File No. 817.51/846
[Inclosure 2—Translation]
The Minister for Foreign
Affairs to Minister Jefferson
National
Palace,
Managua,
September 30, 1916.
Mr. Minister: In your official
communication of the 5th of the present month, your excellency, in
behalf of your Government is pleased to state: that Señor Pedro
Rafael Cuadra, Financial Agent of Nicaragua, has forwarded to the
Department of State of the United States corresponding copies of a
contract made on the 31st of July, between the same Senor Cuadra and
Messrs.
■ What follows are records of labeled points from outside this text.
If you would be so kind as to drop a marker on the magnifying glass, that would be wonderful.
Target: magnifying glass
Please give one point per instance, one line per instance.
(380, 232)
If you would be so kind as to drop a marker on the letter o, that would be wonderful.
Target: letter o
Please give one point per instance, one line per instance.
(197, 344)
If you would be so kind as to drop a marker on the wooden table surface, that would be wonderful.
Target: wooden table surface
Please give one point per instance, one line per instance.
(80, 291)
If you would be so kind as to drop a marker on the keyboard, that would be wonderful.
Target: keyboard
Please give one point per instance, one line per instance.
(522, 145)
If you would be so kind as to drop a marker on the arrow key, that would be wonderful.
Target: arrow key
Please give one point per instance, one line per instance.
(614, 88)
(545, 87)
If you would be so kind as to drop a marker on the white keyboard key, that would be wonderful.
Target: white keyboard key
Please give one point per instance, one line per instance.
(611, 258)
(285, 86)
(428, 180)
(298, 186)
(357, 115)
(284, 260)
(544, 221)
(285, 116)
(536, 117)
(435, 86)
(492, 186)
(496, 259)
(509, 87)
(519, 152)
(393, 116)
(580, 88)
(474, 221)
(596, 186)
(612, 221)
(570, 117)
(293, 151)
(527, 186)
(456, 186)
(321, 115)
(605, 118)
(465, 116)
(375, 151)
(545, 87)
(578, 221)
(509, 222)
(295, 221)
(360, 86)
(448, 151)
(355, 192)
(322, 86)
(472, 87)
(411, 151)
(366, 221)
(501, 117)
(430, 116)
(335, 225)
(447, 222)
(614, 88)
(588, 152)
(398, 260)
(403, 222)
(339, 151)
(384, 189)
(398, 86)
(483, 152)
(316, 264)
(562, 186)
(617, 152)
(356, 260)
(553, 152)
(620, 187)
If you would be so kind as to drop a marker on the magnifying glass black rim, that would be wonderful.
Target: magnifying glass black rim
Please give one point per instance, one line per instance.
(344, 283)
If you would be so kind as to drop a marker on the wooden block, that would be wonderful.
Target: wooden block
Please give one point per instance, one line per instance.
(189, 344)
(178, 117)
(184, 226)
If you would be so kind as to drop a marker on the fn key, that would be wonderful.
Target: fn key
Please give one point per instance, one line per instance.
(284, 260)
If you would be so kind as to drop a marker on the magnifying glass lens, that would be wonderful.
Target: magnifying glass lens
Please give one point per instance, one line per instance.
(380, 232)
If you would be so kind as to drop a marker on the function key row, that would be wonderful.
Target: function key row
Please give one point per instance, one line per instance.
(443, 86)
Brown Brothers and Company and J. and W. Seligman and
Company, and of another contract of the same date made between the
same agent and the National Bank of Nicaragua, Limited; that both
contracts refer to the settlement of the debts of the Nicaraguan
Government with the aforesaid firms, counting on the funds, which
according to the Treaty already ratified and relative to an
interoceanic canal the United States Government is obliged to pay to
that of Nicaragua; that pursuant to Article III of that Treaty no
decision can be made by the Government of the United States or by
that of Nicaragua in regard to the disbursement of the aforesaid
funds, until both have agreed as to the use which will be made of
them for one or both of the general purposes designated in the
Treaty; that under such circumstances the Nicaraguan Government
being unable to enter into negotiations with the firms as to the
payment which must be made to them, the Department has found it
strange that in the contract made between Mr. Cuadra and Brown
Brothers and Company and J. and W. Seligman and Company there should
be the following clause:
The Republic, besides, as a prior condition, agrees in that
it shall not consent to any disbursement or distribution of
the money to be received from the United States, according
to the treaty of August 5, 1914, in violation of the clauses
of this agreement, or that would deprive the bankers of any
of the rights herein stipulated or of those which have been
granted to them in previous contracts and which have been
mentioned in this agreement;
that, in accordance with that clause and others of
the contract, the Nicaraguan Government would place itself in a
position in which it would be unable to cooperate with the United
States Government in compliance with Article III of the aforesaid
Treaty; that it is the purpose of the United States Government to
choose the most adequate means to fulfill the object of the Treaty
in regard to the disbursement of funds destined to pay the debts of
Nicaragua or for other public purposes, when the agreement to this
effect may be made with the Nicaraguan Government; that, for such
reasons, the Department cannot, at this moment, recognize the
aforesaid contracts, unless it be to transmit to my Government its
judgment upon them, and to express the desire of the Government of
the United States to receive from that of Nicaragua a memorandum of
its intentions in regard to such contracts, which seem to have been
entered into without interpreting in a proper manner the
stipulations of the Treaty lately ratified.
In regard to the said contracts and in reference to the observations
contained in the note to which I am replying, I have the honor to
state to your excellency that my Government will give, on its part,
faithful compliance with the stipulations contained in the Treaty
which has just been ratified, relative to an interoceanic canal, as
they must be interpreted; and duly appreciates the good disposition
which the United States Government has to choose the most adequate
means to fulfill the object of the Treaty in regard to the
disbursement of the funds which are to be applied to the payment of
the nation’s debts or to other public purposes, when the agreement
between both Governments concerning this disbursement can be
effected.
My Government expects, on these grounds, that from the previous
agreement arrived at by the two contracting parties, as to the use
of the funds proceeding from the aforesaid Treaty, there will be a
conciliation of Messrs. Brown Brothers & Co.’s and J. & W.
Seligman & Co.’s interests with those of the other creditors of
the country and with the end in view for the progress and welfare of
Nicaragua, as considered in Article III of the Treaty so many times
mentioned.
In this manner I have received instructions to answer your
excellency’s note; and in so doing, I avail [etc.]